Ziobro stwierdził, że "Platforma Obywatelska zafundowała tak naprawdę Polakom ukrytą amnestię dla sprawców najcięższych przestępstw".
- To gigantyczny skandal, o którym się nie mówi, bo ukryty jest pod zasłoną zmian w kodeksie postępowania karnego - powiedział b. minister sprawiedliwości. Skrócenie okresu przedawnienia będzie - jego zdaniem - wiązało się "z umorzeniem wielu spraw i bezkarnością dla wielu sprawców przestępstw". Ziobro wyraził obawy w szczególności o losy spraw dotyczących afer gospodarczych, w których według niego "często toczy się między sprawcami a sądem swoista gra na czas".

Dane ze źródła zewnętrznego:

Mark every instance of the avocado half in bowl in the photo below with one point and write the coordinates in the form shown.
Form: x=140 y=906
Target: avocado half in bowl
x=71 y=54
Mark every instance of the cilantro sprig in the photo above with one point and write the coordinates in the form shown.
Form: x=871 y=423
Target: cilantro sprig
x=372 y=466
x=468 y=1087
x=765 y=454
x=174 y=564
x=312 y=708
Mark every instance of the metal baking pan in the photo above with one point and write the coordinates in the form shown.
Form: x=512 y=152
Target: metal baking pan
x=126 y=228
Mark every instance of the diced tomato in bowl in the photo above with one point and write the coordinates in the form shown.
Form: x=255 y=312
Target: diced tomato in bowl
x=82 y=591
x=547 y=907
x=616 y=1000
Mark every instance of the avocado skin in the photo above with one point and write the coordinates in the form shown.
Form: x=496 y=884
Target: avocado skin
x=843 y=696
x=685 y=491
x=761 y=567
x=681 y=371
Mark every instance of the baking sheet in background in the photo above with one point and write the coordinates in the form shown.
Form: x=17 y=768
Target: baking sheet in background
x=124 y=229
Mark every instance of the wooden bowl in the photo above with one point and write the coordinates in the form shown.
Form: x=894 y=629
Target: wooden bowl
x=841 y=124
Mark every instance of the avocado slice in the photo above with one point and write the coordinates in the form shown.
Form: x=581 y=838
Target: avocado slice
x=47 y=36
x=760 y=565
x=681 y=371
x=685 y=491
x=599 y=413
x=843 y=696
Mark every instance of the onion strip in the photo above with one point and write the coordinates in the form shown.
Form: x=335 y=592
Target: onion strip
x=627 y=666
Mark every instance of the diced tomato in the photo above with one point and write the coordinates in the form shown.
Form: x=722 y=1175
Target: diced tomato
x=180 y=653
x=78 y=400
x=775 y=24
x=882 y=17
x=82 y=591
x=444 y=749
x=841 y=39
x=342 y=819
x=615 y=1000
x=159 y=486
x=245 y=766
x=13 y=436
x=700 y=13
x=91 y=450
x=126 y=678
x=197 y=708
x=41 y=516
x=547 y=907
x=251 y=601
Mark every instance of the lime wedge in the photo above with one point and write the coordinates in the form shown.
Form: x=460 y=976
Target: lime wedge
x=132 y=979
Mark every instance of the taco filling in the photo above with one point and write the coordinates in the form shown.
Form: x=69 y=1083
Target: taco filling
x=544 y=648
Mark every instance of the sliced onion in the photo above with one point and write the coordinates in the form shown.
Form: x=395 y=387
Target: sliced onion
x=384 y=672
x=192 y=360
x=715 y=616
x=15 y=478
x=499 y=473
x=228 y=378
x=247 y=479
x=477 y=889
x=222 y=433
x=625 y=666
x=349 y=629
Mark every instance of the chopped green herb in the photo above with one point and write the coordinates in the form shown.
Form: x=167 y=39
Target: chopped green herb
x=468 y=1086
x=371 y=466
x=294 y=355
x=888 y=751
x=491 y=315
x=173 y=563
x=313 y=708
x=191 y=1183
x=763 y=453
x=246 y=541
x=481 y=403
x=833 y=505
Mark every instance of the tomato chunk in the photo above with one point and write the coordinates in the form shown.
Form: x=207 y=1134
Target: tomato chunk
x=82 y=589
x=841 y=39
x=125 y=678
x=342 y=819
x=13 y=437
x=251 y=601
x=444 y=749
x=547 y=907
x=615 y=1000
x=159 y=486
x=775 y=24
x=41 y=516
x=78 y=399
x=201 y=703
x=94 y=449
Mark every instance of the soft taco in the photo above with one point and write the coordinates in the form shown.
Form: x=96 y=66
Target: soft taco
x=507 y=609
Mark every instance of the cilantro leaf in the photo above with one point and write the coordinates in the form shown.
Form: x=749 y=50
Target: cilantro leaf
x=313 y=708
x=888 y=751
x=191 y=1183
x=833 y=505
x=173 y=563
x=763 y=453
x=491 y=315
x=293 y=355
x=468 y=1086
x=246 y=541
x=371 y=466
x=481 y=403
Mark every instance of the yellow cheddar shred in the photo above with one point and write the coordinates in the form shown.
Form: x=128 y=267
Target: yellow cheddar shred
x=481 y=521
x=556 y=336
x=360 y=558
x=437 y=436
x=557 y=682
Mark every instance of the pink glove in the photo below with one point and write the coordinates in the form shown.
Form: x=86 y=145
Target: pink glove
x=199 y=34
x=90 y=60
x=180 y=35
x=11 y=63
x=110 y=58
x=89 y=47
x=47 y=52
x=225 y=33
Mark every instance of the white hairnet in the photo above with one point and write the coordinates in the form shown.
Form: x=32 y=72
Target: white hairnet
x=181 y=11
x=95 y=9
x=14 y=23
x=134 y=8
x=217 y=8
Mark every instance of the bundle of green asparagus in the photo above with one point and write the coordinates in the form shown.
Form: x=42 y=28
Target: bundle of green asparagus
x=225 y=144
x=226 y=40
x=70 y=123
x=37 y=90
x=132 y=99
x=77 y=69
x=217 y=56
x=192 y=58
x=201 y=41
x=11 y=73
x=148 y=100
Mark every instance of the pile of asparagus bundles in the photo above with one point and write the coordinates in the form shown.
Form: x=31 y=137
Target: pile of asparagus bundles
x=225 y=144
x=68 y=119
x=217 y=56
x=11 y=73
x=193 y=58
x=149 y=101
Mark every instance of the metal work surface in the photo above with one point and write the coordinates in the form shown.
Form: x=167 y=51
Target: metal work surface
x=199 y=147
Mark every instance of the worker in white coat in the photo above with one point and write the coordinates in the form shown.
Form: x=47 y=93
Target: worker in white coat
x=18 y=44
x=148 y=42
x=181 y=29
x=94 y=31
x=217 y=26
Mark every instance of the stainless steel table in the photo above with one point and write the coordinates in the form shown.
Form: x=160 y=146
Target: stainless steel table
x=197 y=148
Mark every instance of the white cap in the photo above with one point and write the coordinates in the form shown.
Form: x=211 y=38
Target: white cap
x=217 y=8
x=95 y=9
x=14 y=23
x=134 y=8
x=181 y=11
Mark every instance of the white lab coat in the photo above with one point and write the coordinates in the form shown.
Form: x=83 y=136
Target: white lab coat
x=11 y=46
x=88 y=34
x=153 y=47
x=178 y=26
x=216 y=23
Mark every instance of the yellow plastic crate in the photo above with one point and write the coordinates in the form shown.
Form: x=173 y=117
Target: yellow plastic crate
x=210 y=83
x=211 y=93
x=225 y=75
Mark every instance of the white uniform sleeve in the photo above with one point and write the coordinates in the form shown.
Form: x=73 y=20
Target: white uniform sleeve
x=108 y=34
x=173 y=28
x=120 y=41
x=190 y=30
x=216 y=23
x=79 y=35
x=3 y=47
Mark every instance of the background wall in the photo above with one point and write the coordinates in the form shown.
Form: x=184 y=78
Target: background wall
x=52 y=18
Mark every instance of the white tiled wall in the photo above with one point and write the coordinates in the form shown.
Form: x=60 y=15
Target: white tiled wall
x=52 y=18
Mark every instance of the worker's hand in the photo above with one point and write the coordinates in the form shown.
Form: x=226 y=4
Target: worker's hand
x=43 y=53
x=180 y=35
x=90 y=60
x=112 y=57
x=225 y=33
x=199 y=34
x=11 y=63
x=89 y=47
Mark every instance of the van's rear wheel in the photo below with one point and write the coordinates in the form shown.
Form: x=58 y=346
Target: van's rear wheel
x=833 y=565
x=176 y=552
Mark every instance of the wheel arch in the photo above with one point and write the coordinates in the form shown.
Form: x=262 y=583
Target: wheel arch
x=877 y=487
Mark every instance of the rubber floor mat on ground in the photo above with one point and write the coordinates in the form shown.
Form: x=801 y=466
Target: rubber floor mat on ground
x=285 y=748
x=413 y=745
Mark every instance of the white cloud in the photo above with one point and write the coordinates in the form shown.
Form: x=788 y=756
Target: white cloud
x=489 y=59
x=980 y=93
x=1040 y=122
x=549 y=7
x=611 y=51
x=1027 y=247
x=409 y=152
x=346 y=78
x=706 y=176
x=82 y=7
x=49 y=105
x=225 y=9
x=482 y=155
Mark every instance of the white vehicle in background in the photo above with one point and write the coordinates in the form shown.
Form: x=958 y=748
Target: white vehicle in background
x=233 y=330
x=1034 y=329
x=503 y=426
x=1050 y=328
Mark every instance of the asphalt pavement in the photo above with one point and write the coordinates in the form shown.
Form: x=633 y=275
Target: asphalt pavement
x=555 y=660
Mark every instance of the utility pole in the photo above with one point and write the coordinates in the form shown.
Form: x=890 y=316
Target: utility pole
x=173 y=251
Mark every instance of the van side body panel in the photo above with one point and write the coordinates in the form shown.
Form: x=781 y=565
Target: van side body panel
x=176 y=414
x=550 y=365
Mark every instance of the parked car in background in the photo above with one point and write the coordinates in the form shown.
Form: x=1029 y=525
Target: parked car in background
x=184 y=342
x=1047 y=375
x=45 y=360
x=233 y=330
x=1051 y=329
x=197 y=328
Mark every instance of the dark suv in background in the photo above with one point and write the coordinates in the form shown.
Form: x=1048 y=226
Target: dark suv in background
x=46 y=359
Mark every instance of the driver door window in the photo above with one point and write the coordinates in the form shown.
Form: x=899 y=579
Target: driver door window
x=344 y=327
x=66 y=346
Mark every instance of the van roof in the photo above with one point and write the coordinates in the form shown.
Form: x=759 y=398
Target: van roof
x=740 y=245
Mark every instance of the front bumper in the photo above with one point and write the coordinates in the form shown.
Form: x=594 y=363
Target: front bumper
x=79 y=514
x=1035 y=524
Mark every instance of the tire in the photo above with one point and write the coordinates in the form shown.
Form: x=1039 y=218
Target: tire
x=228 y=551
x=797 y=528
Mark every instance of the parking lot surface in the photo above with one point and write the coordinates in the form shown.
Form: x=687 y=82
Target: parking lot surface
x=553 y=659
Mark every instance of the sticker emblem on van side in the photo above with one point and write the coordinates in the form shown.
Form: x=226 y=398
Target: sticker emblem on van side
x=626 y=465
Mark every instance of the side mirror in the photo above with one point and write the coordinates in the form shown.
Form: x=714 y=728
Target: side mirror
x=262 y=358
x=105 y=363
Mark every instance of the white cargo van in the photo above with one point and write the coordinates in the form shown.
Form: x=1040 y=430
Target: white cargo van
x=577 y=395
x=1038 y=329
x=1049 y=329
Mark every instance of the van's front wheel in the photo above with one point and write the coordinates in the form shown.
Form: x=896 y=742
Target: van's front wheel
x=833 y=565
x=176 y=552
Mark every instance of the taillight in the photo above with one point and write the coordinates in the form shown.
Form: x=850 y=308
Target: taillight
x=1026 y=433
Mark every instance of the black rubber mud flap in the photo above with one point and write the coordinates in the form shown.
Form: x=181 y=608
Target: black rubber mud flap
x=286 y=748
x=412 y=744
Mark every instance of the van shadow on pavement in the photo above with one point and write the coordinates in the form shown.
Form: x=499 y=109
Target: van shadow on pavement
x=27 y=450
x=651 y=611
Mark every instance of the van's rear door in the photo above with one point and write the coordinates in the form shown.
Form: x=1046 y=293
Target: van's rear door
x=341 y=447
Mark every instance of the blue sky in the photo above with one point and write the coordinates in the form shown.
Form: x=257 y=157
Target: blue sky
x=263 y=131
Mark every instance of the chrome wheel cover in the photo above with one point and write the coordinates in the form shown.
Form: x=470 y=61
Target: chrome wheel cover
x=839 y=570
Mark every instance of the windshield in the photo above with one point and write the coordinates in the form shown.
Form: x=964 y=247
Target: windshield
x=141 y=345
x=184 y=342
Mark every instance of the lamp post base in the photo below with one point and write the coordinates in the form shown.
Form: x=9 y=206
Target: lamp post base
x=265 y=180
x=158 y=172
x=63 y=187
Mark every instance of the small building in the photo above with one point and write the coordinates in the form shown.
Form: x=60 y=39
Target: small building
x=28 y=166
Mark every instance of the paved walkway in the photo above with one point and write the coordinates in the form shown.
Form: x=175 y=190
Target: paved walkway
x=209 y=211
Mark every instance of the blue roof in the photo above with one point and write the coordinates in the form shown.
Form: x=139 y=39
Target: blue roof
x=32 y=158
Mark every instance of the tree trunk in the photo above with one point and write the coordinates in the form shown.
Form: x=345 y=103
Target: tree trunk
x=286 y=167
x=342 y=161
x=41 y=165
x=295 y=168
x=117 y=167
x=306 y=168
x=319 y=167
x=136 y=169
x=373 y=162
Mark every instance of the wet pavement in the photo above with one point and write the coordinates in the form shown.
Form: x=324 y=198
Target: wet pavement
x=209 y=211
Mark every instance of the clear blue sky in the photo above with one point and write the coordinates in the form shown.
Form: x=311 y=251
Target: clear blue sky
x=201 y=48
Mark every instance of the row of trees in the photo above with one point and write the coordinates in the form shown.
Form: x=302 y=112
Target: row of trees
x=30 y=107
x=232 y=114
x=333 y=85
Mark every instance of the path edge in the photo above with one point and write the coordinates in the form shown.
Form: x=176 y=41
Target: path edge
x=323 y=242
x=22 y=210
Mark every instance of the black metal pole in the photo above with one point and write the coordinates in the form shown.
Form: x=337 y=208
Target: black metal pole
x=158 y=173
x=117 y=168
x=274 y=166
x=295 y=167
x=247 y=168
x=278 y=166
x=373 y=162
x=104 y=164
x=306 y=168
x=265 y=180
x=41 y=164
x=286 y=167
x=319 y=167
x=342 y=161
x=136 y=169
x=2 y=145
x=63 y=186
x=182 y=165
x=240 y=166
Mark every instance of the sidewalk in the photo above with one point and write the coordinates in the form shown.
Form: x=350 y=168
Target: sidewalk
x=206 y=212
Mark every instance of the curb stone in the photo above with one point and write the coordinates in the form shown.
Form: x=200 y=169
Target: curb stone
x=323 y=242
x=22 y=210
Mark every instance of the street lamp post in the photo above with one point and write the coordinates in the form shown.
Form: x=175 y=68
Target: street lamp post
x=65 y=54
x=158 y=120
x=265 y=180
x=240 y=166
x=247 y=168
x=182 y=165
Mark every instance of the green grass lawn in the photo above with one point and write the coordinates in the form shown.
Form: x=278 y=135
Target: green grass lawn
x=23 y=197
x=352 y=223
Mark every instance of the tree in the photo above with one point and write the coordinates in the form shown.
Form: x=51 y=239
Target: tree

- Tym skuteczniejsza, gdy sprawcy dysponują często znacznymi środkami - weźmy choćby aferę Art-B czy aferę FOZZ - dodał.
- Dlaczego PO robi taki gest wobec przestępców, skracając aż o 5 lat możliwość pociągnięcia ich do odpowiedzialności karnej? - mówił Ziobro na konferencji prasowej. - Myślę, że ci, którzy przeforsowali to rozwiązanie, mieli w tyle głowy jakieś konkretne sprawy, które chcieli przy okazji załatwić - dodał.
Tymczasem sprawa jest arcyboleśnie prosta. Wybory, wybory, wybory. Platforma robi wszystko, aby uszczęśliwić swój najwierniejszy elektorat. Stąd wtorkowa pokazówka na Śląsku, stąd też ta dziwna ustawa. Wystarczy przypomnieć, że poparcie w wyborach na Komorowskiego i Platformę w zakładach karnych i aresztach oscyluje w granicach 80 %, często je przekraczając, a frekwencja jest niewiele mniejsza. To naprawdę solidny, sprawdzony wyborca. PO pokazuje tym samym, że ma pozostałych Polaków głęboko w d.